There is already an existing, vibrant community of artists, students and other creative professionals who use the site. Our work aims to highlight the role of this community in the on-going activity that takes place there. The group engaged with members of the artist community, at an annual event held at Cylinders. Our aim in this participation was to ensure the artists and students continue to have a stake in the future development of the site.

As a result of these discussions, we put forward three future scenarios for the site, envisaging it as a minimal intervention Rural Ecology Education Centre, a Rural Arts Centre and a larger scale Merz Legacy Centre.  In addition to this, we modelled a set of scenarios for the Merzbarn at 1:10, showing different functions that can be ‘mix and matched’.  The intention for this work was to form a start point for discussion about the future use of the site as the project is taken forward by the visionary design team.

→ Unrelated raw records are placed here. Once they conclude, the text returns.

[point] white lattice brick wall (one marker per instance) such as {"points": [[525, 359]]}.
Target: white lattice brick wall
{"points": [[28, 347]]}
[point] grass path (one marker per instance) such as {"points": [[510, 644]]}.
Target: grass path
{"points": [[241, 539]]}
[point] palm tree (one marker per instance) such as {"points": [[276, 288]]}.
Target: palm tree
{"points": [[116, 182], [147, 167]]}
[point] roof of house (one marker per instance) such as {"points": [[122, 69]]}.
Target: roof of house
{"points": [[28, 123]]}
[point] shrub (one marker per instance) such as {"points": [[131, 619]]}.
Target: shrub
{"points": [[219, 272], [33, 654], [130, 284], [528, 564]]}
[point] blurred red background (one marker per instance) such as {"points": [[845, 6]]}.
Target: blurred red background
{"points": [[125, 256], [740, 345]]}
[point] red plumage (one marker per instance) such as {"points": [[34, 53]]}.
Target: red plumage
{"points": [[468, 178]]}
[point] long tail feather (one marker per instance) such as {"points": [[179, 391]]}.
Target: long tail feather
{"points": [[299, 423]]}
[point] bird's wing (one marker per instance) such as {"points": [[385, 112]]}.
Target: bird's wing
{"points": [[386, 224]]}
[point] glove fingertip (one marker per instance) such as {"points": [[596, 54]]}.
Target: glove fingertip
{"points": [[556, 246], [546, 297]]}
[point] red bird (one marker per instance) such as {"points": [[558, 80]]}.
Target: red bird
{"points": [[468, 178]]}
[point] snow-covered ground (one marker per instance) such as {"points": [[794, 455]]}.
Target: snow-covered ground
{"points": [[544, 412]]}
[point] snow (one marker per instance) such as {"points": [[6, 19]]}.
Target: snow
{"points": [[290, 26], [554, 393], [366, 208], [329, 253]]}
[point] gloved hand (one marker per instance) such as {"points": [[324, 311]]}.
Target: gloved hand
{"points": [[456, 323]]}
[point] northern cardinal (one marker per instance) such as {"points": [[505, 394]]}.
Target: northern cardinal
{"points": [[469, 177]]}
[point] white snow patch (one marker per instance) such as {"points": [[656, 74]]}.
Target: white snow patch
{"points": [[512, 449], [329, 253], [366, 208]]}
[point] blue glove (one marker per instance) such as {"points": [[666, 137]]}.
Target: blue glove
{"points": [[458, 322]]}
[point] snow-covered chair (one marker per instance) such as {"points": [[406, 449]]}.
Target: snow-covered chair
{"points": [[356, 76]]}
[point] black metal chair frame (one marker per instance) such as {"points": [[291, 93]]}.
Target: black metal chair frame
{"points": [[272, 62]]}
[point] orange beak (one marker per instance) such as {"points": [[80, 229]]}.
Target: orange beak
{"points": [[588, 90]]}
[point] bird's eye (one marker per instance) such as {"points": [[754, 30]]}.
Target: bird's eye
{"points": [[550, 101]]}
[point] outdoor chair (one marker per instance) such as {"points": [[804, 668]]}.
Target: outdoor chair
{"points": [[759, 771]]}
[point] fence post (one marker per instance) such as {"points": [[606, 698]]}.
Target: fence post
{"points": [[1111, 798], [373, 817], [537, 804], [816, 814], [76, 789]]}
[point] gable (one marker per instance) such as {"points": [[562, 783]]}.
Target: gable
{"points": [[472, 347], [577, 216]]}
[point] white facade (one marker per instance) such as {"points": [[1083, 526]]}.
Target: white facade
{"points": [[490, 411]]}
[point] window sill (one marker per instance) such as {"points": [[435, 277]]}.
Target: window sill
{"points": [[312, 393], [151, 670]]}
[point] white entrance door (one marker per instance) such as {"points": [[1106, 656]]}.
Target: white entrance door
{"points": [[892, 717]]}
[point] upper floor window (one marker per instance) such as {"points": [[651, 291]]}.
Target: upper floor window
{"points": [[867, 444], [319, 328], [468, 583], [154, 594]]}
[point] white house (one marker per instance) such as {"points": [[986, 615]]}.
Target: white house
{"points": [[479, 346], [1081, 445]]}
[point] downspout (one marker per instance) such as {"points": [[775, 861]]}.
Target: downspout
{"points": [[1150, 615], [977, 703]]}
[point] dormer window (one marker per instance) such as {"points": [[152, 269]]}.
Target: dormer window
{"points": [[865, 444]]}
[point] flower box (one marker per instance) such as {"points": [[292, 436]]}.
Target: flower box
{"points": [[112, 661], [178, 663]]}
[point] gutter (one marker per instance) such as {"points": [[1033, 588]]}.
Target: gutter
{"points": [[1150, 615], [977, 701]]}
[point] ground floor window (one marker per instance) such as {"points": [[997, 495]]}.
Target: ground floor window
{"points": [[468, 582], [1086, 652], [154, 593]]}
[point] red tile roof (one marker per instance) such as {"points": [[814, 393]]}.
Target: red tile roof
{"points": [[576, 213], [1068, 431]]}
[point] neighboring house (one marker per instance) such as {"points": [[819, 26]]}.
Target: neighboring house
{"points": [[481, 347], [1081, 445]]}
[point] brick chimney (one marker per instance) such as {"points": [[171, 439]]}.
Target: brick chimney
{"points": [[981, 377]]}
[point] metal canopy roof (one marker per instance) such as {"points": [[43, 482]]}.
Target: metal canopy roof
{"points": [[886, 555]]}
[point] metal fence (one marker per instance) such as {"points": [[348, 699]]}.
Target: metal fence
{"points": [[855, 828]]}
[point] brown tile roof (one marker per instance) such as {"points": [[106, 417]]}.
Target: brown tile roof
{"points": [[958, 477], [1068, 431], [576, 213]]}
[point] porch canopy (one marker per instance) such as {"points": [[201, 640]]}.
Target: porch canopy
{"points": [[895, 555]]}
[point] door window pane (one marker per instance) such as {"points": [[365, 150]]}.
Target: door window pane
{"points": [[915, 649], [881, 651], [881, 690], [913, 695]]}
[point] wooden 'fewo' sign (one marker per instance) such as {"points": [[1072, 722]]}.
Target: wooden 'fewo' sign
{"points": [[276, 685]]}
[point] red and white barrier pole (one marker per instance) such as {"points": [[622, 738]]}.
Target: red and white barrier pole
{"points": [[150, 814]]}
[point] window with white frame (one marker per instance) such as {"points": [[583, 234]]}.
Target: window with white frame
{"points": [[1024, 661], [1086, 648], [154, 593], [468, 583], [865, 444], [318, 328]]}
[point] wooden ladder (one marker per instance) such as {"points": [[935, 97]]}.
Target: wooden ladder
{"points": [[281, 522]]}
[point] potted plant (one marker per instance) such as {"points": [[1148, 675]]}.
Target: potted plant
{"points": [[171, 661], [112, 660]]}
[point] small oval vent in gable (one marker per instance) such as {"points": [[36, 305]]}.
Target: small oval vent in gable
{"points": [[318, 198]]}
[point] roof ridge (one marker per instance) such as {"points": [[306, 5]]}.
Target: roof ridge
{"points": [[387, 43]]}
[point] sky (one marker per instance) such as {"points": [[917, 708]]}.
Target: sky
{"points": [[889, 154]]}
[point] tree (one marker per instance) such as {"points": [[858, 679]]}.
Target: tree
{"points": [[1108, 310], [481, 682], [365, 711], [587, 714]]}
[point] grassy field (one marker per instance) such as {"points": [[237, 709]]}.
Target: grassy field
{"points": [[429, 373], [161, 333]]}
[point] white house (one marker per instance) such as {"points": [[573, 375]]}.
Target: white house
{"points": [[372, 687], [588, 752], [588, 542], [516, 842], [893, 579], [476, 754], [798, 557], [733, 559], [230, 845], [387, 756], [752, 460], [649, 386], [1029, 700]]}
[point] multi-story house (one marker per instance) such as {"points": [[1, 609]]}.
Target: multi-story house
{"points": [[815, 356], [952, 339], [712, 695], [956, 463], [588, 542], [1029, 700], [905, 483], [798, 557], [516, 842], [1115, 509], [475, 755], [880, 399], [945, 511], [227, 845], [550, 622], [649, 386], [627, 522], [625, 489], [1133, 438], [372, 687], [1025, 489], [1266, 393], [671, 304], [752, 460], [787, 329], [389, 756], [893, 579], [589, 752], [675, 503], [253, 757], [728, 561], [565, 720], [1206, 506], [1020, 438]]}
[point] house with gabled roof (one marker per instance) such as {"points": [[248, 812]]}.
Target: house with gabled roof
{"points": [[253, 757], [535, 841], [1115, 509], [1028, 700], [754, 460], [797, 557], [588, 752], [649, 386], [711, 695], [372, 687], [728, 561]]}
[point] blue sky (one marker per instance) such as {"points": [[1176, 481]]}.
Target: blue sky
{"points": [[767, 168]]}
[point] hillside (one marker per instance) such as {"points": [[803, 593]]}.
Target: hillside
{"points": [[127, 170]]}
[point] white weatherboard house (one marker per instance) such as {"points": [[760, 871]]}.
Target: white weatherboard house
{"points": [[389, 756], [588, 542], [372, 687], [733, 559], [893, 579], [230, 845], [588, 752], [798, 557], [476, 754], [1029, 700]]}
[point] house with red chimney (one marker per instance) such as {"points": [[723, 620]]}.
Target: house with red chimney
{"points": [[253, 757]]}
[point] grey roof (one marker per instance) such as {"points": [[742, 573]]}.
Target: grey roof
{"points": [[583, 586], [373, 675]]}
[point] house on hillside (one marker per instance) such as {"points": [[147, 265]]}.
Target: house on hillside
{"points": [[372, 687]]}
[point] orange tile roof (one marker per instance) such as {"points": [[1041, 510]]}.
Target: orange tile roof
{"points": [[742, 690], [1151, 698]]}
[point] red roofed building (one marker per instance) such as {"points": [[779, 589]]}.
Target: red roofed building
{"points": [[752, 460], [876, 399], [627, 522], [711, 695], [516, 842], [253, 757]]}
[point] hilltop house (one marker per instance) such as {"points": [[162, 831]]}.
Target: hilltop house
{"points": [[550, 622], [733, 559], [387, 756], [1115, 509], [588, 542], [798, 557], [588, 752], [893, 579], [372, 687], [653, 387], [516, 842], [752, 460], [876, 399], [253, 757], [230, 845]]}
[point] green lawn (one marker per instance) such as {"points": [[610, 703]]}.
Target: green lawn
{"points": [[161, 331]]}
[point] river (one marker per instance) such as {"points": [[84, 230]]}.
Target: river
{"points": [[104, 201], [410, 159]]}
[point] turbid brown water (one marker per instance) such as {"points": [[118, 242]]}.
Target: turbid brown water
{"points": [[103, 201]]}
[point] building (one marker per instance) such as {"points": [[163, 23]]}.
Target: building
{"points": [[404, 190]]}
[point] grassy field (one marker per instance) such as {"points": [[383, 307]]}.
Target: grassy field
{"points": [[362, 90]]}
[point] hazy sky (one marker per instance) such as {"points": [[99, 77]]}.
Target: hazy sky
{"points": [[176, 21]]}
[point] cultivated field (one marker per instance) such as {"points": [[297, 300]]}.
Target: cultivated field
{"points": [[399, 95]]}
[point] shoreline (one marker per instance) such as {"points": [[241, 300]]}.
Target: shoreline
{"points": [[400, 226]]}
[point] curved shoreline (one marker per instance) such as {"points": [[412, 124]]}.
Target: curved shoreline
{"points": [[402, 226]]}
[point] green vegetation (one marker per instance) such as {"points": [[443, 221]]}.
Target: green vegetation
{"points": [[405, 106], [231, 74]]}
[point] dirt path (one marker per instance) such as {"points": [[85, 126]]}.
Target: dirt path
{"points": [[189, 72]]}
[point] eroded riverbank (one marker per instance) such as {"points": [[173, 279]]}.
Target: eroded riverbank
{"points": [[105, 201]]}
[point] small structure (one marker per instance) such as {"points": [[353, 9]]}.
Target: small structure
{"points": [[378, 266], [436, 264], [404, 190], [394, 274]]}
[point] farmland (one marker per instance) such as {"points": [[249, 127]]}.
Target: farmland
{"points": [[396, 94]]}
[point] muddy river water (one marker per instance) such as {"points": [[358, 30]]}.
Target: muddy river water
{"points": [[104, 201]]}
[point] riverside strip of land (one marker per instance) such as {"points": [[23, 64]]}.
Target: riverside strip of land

One of the main outcomes of the Live Project was to provide an exhibition for a conference at Tate Britain in November 2014. We hope to help the client to secure funding for the development of the site, by explaining the on-going legacy of Schwitters in the Lake District.  As well as our proposals for the future of the site, we have also made various historical studies that set the context of Schwitters work. This included a timeline, mapping the key events in his life and the work of Littoral Arts in recent years. The work can also be used later on site as a visitor display or exhibition.

All of our research was compiled into a document for the client, which acts as a briefing manual for new designers coming to the project.